A few further book suggestions sprung to mind for anyone who enjoyed this book. In the same age range Rob Lloyd Jones's Wild Boy is brilliant, and for older readers both The Feathered Man by Jeremy de Quidt and Black Arts by Prentice and Weil are adventures full of sinister goings-on.

Wednesday, 4 June 2014

Dark Vision by Debbie Johnson

Dark Vision  
I’m a bit torn by this book; my opinion is inconveniently divided between enjoying the story and not enjoying specific bits of it.

To the positives first, of which the book does have many. Dark Vision has a good story and doesn’t mess about in the telling of it. Lily has had a strange childhood, orphaned at a young age she’s grown up with a cold, hard, and strict grandmother. This coupled with her propensity for disturbing visions triggered by touching another person has left her socially isolated and the least tactile person in the world. Her carefully closed off lifestyle is about to get exploded when Gabriel appears beside her one night and begins to explain who she really is: not Lily McCain but The Goddess. So begins a crazy ride featuring all kinds of supernatural entities and the destiny of the world.

Lily is an interesting character, seriously damaged and with a stunningly low opinion of herself for the most part – understandable considering her upbringing devoid of affection and status as the school freak. She’s scared of emotions and has tried to seal herself off from the pleasure and pain of life. She does have one friend, the brilliantly fierce Carmel. With a friend like Carmel you’re in a good place; she’s loyal, funny, outspoken, a right laugh, and she’ll kick anyone’s butt if they give you hassle. I love her for her lack of judgement of Lily’s idiosyncrasies, and so does Lily. Considering everything, Lily’s doing OK although it’s hard for her to find the joy in life, which actually becomes much more pronounced the more she finds out about her new role.

Dark Vision gets a big tick for having interesting and diverse female characters, amongst the humans and otherworldly types. For once the male characters are much less rounded out. Mostly they’re all major eye-candy or manipulative; apart from Gabriel who combines both those traits with an over-bearing sense of duty. I feel like I ought to complain that the men are a bit limited but I’m a bit dazzled by their hotness and propensity for near-nakedness. As is Lily. After a lifetime of no touching all this flesh is temptation city, especially as she can touch vampires without it causing any unpleasant visions. The emerging sexuality theme is cool but I did get a bit tetchy about the sexual power thing. Lily gets a kick out of turning Gabriel on, fair enough, but really: ‘It was the same power all women feel when they realise the control their bodies have over men.’ I have about a million problems with that statement, but I’ll confine myself to noting that not all women feel like that, not all women nor all men are heterosexual, and not all women conceptualise sex as a power struggle. This kind of thing crops up occasionally in the book and it’s the universality of Lily’s statements that annoy me.

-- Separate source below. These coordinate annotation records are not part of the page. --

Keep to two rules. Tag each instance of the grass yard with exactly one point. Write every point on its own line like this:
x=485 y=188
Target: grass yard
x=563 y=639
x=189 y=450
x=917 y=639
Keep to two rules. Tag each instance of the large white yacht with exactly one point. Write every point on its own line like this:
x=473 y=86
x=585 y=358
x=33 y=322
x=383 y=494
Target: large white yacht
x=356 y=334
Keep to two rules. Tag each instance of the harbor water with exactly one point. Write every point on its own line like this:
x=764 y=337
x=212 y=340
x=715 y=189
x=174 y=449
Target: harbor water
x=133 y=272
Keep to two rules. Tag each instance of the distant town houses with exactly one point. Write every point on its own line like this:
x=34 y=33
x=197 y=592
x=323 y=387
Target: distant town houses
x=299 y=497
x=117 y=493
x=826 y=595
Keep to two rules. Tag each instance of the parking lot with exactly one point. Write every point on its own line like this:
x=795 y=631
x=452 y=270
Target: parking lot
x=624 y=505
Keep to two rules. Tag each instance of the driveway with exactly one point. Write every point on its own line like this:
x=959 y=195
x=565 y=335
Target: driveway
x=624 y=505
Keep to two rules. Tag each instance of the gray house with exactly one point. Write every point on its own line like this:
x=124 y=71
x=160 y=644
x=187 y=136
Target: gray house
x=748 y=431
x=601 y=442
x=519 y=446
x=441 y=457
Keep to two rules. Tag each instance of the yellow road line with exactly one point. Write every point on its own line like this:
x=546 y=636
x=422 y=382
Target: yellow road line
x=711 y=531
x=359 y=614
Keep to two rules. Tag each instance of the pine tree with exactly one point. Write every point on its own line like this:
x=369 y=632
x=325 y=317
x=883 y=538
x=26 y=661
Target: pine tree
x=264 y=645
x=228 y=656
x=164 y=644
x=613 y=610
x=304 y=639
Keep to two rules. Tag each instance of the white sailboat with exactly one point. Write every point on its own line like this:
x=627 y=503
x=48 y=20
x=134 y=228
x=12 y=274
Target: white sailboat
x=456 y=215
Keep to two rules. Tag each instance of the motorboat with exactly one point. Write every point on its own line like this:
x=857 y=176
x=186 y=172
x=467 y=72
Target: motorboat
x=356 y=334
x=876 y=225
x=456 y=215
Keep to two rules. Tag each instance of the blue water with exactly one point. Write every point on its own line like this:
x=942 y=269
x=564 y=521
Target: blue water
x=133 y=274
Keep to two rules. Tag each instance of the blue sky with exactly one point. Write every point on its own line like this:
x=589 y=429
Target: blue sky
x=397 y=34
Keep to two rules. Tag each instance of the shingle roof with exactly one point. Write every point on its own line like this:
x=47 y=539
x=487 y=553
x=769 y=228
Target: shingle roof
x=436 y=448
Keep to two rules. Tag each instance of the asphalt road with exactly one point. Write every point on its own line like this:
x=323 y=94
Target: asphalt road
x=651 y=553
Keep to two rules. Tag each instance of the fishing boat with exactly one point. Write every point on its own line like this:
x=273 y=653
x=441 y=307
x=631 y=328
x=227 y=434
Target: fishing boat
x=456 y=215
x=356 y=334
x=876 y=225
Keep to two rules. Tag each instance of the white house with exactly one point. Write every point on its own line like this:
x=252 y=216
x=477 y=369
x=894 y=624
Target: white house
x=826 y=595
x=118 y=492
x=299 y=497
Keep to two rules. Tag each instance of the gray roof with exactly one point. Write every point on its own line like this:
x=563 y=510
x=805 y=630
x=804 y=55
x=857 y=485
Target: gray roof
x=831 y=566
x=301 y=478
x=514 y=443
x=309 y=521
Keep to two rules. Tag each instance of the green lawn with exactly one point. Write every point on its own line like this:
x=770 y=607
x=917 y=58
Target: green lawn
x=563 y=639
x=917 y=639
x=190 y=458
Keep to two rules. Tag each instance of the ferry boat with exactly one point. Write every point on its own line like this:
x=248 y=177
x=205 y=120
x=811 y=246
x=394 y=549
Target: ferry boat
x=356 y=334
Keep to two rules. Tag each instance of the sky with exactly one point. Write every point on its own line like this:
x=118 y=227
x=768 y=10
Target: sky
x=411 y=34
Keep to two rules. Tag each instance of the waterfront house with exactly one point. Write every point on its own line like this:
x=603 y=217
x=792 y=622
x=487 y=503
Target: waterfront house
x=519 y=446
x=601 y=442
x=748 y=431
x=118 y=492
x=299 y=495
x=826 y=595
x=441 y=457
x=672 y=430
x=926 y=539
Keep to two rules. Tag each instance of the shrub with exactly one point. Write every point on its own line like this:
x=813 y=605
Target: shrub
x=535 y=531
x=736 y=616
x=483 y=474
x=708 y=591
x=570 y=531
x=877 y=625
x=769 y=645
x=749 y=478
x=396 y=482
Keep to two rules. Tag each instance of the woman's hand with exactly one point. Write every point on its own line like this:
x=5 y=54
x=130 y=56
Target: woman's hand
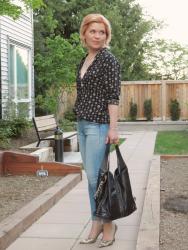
x=112 y=136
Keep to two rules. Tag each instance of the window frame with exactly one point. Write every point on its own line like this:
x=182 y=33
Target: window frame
x=15 y=98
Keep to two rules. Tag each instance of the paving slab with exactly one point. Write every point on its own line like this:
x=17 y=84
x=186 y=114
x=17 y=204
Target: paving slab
x=69 y=220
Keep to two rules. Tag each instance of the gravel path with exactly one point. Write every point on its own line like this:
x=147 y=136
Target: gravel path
x=17 y=191
x=174 y=205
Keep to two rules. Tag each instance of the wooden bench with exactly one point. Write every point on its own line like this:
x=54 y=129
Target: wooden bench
x=48 y=123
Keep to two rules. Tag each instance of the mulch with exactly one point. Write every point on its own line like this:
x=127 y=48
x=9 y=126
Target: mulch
x=174 y=204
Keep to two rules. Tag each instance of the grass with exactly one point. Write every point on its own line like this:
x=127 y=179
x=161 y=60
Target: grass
x=172 y=142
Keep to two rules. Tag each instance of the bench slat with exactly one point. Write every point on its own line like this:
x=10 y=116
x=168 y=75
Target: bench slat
x=47 y=122
x=43 y=117
x=47 y=127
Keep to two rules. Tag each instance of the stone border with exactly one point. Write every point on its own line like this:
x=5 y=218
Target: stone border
x=153 y=126
x=148 y=235
x=14 y=225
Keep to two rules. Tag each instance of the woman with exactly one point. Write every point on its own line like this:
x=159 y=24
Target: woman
x=96 y=107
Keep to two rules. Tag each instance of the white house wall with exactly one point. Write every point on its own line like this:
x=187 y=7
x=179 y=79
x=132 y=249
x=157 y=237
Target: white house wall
x=21 y=32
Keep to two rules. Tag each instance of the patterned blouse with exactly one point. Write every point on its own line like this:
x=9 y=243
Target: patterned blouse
x=99 y=87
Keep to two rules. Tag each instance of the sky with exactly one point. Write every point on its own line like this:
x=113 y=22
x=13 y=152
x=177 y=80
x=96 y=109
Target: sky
x=175 y=15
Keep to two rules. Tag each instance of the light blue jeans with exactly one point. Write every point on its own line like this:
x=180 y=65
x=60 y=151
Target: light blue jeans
x=91 y=138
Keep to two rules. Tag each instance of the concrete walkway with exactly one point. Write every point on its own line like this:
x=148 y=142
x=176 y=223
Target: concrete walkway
x=68 y=221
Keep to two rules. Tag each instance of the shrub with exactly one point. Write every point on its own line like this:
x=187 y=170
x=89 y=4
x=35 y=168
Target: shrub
x=5 y=133
x=19 y=126
x=70 y=115
x=148 y=109
x=174 y=110
x=67 y=125
x=133 y=111
x=14 y=127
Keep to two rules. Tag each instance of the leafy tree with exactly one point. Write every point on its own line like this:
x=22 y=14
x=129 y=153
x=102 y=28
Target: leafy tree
x=130 y=30
x=13 y=10
x=166 y=60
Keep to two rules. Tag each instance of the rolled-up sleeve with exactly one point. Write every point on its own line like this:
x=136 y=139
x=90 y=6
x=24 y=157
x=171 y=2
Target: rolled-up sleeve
x=112 y=81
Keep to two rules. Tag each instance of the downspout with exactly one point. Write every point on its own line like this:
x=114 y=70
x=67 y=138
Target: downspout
x=0 y=76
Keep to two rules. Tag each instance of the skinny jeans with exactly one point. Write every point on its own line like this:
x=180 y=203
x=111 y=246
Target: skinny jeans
x=92 y=138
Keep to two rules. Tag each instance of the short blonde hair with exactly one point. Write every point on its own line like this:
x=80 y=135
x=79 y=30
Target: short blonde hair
x=95 y=18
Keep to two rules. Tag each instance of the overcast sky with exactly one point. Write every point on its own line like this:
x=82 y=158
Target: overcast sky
x=174 y=13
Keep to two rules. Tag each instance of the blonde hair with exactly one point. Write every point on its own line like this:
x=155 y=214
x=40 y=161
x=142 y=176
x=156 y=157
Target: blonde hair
x=95 y=18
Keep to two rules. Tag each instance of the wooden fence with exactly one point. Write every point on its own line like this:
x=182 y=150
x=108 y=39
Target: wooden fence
x=160 y=92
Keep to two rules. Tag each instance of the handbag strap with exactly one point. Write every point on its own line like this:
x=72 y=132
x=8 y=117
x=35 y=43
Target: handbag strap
x=120 y=161
x=105 y=162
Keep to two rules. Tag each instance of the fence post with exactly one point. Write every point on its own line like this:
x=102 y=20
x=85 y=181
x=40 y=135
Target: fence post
x=163 y=100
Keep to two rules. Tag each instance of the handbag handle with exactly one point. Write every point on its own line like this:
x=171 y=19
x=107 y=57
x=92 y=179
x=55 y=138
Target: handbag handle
x=105 y=163
x=120 y=160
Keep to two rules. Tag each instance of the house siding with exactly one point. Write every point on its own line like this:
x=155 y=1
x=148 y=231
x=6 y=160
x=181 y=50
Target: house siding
x=19 y=32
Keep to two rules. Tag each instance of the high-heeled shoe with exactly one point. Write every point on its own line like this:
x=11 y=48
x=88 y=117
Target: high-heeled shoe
x=106 y=243
x=91 y=240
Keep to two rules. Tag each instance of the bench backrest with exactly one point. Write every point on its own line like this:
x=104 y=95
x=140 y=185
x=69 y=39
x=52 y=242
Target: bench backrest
x=43 y=123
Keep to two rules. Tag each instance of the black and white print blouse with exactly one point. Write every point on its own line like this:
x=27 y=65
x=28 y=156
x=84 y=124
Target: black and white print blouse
x=99 y=87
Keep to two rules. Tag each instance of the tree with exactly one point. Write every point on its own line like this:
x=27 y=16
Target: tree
x=130 y=30
x=13 y=10
x=166 y=60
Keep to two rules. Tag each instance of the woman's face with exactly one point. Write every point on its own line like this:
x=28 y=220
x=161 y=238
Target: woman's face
x=95 y=36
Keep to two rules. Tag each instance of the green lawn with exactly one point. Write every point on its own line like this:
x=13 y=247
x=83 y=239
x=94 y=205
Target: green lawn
x=172 y=142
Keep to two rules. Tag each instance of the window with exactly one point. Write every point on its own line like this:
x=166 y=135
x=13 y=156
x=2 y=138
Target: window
x=20 y=77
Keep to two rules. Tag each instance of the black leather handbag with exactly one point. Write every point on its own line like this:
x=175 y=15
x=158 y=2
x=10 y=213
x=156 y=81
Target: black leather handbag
x=114 y=197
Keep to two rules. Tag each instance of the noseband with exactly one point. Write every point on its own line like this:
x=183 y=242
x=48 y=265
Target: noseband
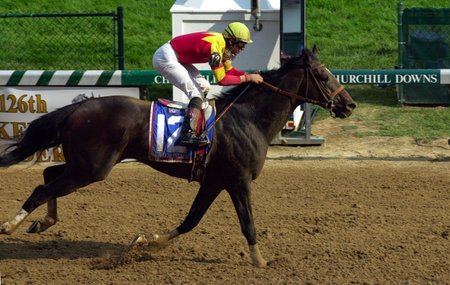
x=327 y=94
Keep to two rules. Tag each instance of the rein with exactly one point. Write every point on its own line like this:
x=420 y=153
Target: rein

I may as well have my second moan now, which is about the stropping off Lily does frequently. It’s the same thing that irritates me in a fair few YA novels I’ve read recently. It’s as if none of them are capable of having a reasoned conversation instead of a knee-jerk emotional reactions. Lily has many opportunities to question different people about her situation but always stops short. Granted I’ve never been tasked with the fate of the world, but I think I’d be on a serious fact-finding mission as a matter of priority. For me, the use of a tantrum to move on the plot, it’s not my favourite thing.

But, although I do have issues with the book I did also enjoy much of it. I like Lily’s stubbornness, I like the ambiguity of motives, I like sexy vampires. Overall it is a fast and fun read that reminded me a bit of the Sookie Stackhouse stories. A second book is due to be published next year; it’s very likely that I’ll read it.

Dark Vision is out now from Del Rey; they kindly sent me a copy for review.